Comment by LocalH
20 hours ago
Piracy isn't stealing. Legally or morally.
You know what is stealing? The heavily lengthened copyright term. Every day that has been and will be added to that, is a day that was stolen from the public ownership of the work, as prescribed in copyright law.
Copyright and patents actively stifle innovation. I think a statute of 5 years for both is acceptable. If you fail to be commercially viable in 5 years it probably wasn't on the cards but at least someone can learn from the work and continue with it after it lapses.
That world we life in sure feels innovative ..not. 1 new thing per day,with 8 billion humans alive and connected. The web promising the new edison or tesla, meanwhile those two lifed in a time of mass book copying without repercussions. Copyright is toxic, extractive landlording , mining innovationspaces with penalties and bureaucracies. Its deeply anti-libertarian on an individual level.
People should be allowed to violate copyright all they want, but if they create something comercial the "inspiring work" as derived from the consumption history should get a kickback.
> the new edison or tesla, meanwhile those two lifed in a time of mass book copying without repercussions
What machines were used in the late 1800s to early 1900s to mass copy books?
Both are blatantly anti-competitive measures.

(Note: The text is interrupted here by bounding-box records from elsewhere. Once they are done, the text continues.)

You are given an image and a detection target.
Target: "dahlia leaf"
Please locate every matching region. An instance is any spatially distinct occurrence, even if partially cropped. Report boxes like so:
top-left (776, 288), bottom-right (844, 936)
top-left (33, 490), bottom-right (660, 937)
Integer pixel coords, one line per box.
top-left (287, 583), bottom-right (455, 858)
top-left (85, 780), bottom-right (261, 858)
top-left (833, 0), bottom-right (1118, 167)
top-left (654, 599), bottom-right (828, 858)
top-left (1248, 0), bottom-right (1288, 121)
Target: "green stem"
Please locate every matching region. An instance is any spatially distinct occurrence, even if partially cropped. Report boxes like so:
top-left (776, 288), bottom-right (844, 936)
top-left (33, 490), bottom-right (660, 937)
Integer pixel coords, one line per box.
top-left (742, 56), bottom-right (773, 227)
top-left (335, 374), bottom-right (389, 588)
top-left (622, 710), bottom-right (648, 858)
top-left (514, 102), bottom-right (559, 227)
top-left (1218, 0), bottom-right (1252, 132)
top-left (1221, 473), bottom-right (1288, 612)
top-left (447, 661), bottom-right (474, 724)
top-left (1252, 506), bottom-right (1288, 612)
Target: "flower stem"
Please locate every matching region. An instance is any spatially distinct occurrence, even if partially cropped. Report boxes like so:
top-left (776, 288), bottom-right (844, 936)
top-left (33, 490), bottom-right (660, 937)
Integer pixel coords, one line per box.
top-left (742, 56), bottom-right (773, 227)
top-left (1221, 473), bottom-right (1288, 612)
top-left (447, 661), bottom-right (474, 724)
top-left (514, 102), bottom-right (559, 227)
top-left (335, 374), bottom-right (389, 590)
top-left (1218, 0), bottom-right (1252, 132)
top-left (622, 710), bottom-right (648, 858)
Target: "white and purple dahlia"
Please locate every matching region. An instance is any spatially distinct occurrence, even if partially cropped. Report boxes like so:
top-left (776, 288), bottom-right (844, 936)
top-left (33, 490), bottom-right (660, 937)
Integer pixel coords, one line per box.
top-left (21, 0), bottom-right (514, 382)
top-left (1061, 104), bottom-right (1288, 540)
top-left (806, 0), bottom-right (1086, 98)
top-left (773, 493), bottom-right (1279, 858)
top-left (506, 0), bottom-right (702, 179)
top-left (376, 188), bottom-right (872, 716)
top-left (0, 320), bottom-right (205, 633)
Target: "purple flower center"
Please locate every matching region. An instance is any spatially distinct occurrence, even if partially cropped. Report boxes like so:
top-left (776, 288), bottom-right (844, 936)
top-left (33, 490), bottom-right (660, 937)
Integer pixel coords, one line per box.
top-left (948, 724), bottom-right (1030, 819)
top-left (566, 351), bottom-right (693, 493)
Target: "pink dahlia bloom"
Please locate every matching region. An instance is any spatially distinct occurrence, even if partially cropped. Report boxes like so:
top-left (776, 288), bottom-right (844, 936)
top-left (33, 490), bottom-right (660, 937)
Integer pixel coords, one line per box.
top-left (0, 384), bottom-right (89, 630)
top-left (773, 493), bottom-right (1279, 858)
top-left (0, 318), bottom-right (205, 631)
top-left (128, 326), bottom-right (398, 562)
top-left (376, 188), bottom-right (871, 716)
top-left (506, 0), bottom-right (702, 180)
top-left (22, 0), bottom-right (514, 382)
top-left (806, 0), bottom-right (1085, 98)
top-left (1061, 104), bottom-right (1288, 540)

That is the point. A legal time limited monopoly. But it has to be time limited or progress is stalled. Five years is plenty of lead time to be remain ahead of competition.
3 replies →
I have never been sympathetic to the notion that copyright has just been extended too long. Copyright itself is the problem. For example, for an academic from a poor region trying to keep up with publications in his field, even the short length of copyright set out by the American Founding Fathers, is too long.
It predates America:
https://en.wikipedia.org/wiki/Copyright#History
Obviously. But HN is American-dominated, and the Copyright Clause in the Constitution and the original length of 14 years, are what most people are likely to think of when it is mentioned that copyright used to be a short monopoly to spur the arts and sciences. In modern scholarship, where progress is continual and scholars hail from countries that have differing degrees of access to paid resources, any monopoly for any length of time is harmful.